In an industry ruled by learning curves, what matters most is gaining experience in the field. We need all the companies working on innovative geothermal concepts to drill their demo wells and learn from them, so that they can move on to full-size wells and learn from those, so that they can operate at scale and learn from doing that, so that they can drive down costs (eventually) to almost nothing.
The rest of us should help them.
I have argued that the policy barriers, especially relative to fission, are not dealbreakers. But I continue to work to find policy solutions, because even non-dealbreaker problems can slow down progress. Policymakers who read this and want to learn more are welcome to reach out to me.

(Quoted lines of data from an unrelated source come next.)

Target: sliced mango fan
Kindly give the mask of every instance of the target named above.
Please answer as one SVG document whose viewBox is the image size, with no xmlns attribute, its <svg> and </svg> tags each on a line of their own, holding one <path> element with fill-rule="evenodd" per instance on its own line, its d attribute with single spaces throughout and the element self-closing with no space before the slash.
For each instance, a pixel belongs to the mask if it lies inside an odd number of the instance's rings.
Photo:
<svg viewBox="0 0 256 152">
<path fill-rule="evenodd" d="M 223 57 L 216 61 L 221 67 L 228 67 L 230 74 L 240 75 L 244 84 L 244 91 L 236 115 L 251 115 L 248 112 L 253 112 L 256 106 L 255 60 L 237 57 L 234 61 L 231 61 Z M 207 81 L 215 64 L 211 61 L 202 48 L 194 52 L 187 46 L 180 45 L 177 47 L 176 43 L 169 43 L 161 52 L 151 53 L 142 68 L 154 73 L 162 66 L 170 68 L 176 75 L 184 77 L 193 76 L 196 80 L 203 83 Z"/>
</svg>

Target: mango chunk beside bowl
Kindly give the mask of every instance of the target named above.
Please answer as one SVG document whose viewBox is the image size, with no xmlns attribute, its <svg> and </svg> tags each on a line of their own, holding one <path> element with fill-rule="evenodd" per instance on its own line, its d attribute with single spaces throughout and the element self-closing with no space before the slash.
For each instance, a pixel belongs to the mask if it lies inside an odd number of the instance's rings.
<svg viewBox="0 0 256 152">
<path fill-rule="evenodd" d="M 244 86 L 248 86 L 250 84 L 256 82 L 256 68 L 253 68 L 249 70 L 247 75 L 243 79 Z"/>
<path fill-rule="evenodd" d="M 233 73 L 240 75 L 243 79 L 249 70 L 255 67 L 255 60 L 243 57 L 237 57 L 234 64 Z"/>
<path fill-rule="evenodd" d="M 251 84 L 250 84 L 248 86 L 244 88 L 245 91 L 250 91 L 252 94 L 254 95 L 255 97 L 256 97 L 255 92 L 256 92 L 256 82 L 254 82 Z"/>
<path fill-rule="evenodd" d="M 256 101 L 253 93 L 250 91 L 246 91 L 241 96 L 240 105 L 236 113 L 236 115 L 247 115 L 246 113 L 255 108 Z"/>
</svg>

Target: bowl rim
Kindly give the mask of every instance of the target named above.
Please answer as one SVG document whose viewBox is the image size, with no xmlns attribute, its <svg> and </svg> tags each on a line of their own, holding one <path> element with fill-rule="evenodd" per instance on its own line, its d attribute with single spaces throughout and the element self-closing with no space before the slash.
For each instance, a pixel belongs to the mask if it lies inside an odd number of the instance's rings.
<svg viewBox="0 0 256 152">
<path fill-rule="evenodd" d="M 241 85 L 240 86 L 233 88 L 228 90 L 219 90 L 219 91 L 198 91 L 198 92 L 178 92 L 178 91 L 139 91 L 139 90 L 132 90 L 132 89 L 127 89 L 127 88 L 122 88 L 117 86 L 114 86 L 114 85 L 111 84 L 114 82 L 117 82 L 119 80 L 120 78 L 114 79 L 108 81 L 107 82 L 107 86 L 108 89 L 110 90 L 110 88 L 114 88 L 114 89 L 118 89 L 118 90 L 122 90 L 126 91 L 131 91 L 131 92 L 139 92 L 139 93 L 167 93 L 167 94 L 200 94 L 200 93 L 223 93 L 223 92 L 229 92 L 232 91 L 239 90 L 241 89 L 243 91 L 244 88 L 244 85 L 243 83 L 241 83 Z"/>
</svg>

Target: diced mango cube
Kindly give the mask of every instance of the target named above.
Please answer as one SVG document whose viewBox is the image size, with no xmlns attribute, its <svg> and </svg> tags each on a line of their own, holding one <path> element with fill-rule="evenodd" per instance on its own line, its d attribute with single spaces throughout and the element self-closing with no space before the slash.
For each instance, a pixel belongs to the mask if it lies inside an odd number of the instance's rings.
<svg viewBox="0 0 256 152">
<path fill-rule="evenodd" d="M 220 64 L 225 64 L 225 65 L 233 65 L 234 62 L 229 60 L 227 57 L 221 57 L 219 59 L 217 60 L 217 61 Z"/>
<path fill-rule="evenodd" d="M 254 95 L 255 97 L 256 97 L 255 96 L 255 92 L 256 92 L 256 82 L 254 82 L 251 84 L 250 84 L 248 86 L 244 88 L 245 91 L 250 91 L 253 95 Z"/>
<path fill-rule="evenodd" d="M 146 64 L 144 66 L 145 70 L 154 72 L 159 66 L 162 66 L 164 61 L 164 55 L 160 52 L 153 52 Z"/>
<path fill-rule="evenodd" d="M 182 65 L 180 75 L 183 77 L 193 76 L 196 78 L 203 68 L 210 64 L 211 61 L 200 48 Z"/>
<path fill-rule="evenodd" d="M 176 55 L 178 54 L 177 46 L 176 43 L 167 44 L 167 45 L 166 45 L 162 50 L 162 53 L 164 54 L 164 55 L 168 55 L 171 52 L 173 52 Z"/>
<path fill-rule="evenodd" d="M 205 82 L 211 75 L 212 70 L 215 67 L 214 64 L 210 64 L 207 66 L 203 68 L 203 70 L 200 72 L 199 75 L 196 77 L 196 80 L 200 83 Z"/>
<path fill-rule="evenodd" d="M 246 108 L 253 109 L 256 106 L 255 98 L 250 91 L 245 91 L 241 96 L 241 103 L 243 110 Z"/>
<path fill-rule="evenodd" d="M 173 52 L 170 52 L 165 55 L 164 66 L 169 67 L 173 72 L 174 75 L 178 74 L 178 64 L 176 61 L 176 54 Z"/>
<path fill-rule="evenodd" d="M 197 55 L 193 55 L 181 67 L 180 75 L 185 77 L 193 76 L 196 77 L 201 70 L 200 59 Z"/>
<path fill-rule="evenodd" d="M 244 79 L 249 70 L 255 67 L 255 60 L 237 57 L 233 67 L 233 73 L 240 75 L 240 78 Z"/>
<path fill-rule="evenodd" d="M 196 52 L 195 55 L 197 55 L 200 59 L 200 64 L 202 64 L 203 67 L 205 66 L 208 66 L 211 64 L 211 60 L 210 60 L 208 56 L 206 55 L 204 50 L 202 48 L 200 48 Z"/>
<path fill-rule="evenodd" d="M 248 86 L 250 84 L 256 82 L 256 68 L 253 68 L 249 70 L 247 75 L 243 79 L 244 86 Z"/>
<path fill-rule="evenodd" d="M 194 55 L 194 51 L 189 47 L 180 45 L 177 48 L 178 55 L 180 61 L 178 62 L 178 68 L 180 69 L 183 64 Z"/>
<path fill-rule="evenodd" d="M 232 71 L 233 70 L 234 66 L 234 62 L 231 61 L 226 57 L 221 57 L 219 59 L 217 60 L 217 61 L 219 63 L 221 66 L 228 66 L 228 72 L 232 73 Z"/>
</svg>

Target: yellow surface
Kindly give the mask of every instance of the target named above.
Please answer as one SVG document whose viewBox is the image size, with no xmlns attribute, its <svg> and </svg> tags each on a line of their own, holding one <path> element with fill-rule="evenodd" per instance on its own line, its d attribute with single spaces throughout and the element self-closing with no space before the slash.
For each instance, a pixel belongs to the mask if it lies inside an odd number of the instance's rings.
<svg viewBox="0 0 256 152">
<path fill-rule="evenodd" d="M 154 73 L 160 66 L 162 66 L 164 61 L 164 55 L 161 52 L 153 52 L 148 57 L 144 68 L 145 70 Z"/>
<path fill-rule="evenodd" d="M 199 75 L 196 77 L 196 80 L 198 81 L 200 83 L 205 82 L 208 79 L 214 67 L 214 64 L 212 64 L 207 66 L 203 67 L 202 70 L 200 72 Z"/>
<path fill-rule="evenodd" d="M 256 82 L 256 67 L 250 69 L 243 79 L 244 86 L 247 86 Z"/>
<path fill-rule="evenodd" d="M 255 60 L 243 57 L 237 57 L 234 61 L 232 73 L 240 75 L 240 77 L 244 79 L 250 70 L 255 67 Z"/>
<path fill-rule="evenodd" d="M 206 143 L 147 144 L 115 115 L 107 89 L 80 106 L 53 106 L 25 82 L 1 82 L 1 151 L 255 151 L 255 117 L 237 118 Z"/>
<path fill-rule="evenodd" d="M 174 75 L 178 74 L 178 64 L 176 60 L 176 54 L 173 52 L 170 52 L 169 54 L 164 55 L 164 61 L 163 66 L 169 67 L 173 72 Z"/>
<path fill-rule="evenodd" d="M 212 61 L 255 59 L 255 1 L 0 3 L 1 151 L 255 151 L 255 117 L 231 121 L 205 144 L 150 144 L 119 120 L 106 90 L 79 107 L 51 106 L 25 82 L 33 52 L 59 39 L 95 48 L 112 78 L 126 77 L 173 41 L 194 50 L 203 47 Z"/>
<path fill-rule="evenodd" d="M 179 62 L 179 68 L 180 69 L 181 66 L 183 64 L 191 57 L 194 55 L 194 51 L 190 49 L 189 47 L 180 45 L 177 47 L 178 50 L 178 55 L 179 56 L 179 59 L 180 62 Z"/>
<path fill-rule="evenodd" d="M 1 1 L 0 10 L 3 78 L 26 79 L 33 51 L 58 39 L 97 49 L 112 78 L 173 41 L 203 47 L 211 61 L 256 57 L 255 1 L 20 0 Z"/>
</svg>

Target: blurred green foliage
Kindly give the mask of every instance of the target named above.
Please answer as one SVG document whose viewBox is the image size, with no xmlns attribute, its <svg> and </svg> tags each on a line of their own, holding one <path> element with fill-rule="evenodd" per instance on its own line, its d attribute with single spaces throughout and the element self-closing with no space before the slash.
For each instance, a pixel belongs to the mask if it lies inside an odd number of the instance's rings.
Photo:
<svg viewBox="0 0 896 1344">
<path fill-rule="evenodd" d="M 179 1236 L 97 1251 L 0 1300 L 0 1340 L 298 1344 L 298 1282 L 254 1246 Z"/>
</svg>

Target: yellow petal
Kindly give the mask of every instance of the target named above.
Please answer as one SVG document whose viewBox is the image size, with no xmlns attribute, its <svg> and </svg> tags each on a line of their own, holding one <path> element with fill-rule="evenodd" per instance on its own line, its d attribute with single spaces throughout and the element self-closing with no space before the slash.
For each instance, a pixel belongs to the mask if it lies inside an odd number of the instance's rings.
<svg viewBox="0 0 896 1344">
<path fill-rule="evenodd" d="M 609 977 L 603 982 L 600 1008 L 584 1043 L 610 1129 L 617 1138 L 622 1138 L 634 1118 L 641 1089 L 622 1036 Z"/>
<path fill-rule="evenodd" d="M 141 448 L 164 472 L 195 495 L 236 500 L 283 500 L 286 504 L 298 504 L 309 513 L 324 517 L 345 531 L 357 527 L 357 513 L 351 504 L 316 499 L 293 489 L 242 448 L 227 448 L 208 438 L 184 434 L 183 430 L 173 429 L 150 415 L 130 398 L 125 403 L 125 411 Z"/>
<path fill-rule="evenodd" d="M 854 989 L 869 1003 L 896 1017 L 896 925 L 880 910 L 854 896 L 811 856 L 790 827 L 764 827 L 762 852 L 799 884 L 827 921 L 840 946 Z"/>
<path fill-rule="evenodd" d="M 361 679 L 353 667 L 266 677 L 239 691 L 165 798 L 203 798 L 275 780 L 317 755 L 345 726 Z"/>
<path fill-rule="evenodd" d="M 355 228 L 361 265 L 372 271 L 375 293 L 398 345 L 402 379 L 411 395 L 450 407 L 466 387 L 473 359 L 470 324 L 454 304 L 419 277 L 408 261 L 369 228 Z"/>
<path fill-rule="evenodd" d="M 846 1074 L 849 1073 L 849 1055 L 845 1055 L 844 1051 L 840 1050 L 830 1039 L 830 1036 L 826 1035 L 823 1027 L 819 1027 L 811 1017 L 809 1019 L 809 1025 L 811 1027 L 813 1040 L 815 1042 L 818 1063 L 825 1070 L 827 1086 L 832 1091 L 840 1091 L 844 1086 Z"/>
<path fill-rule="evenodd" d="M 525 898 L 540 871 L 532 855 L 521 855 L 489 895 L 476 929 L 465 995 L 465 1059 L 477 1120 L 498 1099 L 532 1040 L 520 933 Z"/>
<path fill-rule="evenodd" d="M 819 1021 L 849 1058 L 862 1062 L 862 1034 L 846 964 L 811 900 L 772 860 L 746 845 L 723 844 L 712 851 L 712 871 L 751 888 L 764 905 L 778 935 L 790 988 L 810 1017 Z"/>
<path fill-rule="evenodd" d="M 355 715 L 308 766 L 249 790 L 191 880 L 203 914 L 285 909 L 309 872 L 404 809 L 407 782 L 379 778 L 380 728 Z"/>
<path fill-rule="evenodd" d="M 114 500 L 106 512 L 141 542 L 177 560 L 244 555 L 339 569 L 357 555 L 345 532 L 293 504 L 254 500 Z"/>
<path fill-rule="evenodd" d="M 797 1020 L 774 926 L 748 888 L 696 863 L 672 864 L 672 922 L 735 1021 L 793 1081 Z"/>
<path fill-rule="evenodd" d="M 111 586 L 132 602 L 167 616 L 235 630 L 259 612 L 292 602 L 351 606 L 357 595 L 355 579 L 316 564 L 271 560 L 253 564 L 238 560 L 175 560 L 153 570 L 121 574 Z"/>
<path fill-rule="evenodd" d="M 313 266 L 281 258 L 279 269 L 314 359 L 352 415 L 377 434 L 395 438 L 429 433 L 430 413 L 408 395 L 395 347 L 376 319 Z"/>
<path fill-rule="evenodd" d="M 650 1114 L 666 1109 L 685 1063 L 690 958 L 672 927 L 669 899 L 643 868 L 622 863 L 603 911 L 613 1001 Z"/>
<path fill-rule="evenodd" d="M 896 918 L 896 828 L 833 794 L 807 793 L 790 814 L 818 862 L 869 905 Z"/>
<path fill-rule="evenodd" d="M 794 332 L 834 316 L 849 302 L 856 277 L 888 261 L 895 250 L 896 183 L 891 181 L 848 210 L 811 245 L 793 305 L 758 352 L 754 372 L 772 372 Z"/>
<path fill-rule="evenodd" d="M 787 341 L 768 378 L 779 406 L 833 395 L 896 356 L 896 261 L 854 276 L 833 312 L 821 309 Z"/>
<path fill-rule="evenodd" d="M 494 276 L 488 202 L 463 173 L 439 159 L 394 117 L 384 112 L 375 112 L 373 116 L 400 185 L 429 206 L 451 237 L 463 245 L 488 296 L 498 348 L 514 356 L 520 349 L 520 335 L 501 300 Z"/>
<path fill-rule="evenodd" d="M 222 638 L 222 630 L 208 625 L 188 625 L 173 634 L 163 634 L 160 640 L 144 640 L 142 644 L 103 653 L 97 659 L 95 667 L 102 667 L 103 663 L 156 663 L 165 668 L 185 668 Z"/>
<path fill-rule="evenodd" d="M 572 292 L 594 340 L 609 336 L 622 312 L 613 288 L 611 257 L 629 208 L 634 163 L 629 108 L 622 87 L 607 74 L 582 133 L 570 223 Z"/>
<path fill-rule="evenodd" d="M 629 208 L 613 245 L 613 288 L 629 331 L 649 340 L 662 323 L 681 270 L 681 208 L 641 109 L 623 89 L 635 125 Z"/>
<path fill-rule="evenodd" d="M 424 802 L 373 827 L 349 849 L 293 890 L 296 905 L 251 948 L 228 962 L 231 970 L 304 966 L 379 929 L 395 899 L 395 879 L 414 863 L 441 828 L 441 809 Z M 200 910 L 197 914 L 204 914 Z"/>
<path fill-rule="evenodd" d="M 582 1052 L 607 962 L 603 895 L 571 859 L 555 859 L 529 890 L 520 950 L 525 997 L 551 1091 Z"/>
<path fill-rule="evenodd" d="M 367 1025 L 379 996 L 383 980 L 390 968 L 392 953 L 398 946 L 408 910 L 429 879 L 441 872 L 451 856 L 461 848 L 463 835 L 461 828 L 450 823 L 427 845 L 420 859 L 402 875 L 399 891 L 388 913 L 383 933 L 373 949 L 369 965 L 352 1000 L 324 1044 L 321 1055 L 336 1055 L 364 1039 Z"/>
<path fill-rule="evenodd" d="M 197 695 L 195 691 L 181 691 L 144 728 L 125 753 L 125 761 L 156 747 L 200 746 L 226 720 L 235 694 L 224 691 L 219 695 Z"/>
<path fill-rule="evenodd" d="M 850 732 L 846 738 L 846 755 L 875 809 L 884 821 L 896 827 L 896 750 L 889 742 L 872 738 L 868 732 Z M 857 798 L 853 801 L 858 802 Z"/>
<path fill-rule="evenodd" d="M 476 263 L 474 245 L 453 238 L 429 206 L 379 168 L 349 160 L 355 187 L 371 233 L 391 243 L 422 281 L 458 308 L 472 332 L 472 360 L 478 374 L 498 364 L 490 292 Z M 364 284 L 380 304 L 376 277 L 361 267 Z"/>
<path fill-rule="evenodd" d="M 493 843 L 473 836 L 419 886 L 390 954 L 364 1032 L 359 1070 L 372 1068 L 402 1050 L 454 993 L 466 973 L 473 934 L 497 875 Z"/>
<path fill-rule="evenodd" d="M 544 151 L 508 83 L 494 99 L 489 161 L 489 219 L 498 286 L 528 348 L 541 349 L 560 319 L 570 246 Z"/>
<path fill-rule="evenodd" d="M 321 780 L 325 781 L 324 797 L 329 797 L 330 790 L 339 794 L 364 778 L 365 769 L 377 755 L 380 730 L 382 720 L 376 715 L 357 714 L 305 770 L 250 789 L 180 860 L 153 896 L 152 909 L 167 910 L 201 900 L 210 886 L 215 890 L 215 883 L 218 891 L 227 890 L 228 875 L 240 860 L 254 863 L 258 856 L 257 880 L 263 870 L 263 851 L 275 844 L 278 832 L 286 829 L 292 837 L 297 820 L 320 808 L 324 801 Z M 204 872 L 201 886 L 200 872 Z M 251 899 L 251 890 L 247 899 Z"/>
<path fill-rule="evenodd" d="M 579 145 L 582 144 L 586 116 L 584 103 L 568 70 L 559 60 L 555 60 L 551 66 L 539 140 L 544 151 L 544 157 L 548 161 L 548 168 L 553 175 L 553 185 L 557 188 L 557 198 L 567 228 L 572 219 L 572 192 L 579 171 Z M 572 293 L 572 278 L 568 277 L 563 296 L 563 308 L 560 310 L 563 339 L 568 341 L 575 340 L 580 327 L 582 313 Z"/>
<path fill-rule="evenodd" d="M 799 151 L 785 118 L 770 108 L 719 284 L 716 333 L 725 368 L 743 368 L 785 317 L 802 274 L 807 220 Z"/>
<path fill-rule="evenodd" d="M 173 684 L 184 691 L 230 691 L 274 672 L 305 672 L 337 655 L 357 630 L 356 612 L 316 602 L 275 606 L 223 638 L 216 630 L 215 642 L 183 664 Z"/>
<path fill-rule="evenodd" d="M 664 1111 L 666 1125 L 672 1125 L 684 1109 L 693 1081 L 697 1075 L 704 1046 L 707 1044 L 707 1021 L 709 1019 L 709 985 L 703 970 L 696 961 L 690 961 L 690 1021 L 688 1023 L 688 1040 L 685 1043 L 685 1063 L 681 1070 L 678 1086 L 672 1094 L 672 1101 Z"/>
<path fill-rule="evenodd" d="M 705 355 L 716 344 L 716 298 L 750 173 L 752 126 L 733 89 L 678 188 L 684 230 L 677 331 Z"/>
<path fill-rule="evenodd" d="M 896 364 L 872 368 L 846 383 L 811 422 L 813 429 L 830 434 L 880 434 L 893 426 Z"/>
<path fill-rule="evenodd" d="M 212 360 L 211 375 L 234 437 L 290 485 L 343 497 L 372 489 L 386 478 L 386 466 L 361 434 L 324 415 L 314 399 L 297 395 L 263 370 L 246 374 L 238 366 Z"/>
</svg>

Adam Marblestone and Sam Rodriques have proposed Focused Research Organizations to tackle technological development problems not suited for either a startup, an academic team, or a national lab. Often, these problems arise when there is a high degree of coordinated system-building required and when the solutions are not immediately or directly monetizable. Some of the technology problems I described above, like producing a comprehensive dataset of subsurface conditions, developing temperature-hardened drilling equipment, or building systems to support supercritical fluids, may fit that bill. A geothermal-focused FRO supported by $50–100 million over the next 10 years could significantly accelerate progress.
If you want to learn more about progress in geothermal, I highly recommend registering for the upcoming PIVOT2021 conference, being held virtually July 19–23. It’s a comprehensive overview of the entire industry, and totally free. Yours truly is moderating the panel on regulatory and permitting challenges.
If we play our cards right, human civilization could soon have access to a virtually inexhaustible supply of cheap and clean energy. Shouldn’t we pull out all the stops to get there?